He confessed to participating in an anti‐Soviet fascist conspiracy, into which he was recruited in 1936 by the former Namorsi RKKA ORLOV (arrested).
KALACHEV knew the center of the conspiracy in the person of TUKHACHEVSKY, YAKIR, UBOREVICH and GAMARNIK. Of the other participants in the conspiracy with whom KALACHEV was associated, he named KOZHANOV, the former commander of the Black Sea Fleet, LUDRI, LEVICHEV, OBYSOV, SOLONNIKOV, GORSKY (head of the weapons department of the UMS RKKA) (all arrested).
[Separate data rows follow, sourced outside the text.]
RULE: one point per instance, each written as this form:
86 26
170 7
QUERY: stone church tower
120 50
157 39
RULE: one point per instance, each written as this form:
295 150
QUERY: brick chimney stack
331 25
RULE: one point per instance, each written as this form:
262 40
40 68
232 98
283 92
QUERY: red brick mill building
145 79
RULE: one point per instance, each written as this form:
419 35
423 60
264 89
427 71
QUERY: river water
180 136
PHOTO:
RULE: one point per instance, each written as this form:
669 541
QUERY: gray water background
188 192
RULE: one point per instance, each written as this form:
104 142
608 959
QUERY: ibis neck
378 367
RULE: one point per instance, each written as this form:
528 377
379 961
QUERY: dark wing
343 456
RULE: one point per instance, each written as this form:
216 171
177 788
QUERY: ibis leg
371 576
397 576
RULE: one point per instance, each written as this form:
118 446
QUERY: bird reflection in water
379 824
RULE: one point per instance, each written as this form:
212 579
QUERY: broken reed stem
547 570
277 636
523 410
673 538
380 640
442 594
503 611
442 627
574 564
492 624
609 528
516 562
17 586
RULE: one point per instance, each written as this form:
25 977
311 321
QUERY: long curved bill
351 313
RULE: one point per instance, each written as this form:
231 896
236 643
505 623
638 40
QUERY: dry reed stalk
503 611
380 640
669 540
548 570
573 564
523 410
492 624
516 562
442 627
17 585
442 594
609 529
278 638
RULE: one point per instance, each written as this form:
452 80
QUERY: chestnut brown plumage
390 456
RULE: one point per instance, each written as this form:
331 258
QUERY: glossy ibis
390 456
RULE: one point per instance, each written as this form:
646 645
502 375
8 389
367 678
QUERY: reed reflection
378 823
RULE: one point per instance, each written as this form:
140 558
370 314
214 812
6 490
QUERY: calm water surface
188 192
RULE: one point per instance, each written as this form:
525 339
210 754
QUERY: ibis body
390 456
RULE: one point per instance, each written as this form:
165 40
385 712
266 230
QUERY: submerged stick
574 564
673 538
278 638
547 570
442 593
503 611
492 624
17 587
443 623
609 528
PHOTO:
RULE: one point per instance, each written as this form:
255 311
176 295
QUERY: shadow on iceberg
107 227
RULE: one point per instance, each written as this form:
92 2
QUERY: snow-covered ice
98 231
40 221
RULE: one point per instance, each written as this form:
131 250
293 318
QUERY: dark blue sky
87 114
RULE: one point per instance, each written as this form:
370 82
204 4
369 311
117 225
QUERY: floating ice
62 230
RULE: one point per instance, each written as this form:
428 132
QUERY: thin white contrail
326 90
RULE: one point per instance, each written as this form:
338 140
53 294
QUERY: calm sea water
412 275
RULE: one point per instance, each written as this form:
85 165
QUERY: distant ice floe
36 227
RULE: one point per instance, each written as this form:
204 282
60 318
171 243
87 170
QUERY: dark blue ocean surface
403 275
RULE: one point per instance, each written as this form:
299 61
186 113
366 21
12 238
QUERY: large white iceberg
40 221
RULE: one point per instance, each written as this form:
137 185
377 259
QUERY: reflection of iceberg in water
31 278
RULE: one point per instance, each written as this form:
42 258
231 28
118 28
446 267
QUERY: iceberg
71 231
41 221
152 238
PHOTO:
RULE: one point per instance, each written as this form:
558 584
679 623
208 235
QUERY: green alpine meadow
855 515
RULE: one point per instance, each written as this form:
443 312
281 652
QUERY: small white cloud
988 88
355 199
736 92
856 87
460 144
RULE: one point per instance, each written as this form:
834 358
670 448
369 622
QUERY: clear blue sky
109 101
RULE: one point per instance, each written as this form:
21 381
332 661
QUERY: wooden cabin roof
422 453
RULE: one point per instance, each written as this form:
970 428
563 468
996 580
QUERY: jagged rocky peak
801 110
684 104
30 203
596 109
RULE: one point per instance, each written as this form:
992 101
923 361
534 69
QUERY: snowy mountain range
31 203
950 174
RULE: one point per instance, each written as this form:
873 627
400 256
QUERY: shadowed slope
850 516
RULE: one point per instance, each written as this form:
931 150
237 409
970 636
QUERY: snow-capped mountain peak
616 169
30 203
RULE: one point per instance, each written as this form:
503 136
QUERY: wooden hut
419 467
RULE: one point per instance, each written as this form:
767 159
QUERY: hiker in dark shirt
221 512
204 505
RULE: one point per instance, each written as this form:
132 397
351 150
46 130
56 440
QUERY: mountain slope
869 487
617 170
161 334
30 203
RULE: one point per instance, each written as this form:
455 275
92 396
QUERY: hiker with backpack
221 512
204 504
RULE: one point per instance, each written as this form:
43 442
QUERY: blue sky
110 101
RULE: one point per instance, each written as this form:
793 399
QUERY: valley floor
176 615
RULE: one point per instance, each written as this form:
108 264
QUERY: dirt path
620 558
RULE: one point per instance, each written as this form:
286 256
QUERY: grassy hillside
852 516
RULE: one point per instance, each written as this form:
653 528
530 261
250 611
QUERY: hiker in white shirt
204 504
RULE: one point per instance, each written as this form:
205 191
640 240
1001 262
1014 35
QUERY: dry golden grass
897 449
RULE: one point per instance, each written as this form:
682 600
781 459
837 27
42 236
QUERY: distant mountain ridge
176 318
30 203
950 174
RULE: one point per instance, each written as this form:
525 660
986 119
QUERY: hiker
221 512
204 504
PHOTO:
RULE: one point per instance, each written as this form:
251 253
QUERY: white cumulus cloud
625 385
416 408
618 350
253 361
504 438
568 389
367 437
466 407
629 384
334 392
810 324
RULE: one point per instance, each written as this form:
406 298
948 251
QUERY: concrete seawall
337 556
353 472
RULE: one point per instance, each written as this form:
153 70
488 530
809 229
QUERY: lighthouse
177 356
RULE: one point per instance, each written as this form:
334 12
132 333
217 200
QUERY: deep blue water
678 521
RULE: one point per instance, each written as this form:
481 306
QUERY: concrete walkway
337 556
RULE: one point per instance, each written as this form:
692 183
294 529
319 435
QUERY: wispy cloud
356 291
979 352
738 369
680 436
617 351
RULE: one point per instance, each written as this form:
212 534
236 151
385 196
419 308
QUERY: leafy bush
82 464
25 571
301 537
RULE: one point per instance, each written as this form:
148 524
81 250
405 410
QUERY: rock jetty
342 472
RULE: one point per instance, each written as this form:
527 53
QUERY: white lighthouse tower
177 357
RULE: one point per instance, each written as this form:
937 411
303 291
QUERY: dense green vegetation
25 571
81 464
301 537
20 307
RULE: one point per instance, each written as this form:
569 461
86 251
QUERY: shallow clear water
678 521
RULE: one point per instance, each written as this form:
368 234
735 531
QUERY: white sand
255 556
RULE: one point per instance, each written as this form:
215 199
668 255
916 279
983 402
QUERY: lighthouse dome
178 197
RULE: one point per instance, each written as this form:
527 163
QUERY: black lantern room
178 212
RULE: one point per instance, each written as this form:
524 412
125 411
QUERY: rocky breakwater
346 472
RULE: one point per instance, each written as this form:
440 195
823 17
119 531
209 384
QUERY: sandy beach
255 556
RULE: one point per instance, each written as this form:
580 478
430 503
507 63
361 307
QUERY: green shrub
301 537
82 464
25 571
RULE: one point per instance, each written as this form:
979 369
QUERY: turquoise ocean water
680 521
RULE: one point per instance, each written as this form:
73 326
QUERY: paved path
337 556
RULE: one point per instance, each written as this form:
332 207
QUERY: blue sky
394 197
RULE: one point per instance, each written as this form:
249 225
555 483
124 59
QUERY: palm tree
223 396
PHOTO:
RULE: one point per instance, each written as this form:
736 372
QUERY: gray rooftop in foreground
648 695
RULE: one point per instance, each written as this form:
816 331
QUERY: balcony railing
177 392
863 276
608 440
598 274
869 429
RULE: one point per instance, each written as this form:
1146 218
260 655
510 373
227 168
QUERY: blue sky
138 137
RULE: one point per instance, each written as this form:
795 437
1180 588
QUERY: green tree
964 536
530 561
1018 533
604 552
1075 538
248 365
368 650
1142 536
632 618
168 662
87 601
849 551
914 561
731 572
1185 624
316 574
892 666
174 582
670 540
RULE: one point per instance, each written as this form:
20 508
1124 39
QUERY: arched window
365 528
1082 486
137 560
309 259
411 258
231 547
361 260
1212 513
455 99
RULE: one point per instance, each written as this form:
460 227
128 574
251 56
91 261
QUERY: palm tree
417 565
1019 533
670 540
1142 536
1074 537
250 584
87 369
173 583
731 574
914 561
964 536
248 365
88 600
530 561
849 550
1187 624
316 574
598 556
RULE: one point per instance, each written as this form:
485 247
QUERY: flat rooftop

KALACHEV knew from ORLOV the conspirators PETIN and PANTSERZHANSKY (former head of the department of the Academy of the General Staff) (both arrested).
KALACHEV had the task of subversive work assigned to him by ORLOV:
1) Together with ORLOV, LUDRY, GORSKY to disrupt the timely development of the program of the large fleet.
2) Disrupt defense construction in the Black Sea and Pacific fleets. KALACHEV, together with KOZHANOV, LUDRI, GORSKY, approved the construction of naval bases in Kaborga and Poti, which was not operationally necessary for the Black Sea Fleet. Together with SOLONNIKOV, KALACHEV carried out sabotage work on the development of the Pacific Fleet bases.
3) The operational plan of the war was deliberately unrealistic, it included warships that could not actually be used, since they were under repair. KALACHEV deliberately lowered the standard of ammunition for the year of the war.
4) While working in the General Staff of the Red Army, KALACHEV supported all of ORLOVʹs sabotage activities in the development of naval forces and in covering up major shortcomings in weapons and the failure to promote new types of weapons.
4. GURVICH AI, former head of the research institute tech. communications of RU RKKA. Interrogated: POLISHCHUK.
A.I. GURVICH, who had previously confessed in connection with the German and Japanese intelligence services, additionally testified that after leaving China in 1930, he was soon dispatched to Europe with his main residence in Germany, in Berlin, to organize a network of secret radio stations of the RKKA RU ...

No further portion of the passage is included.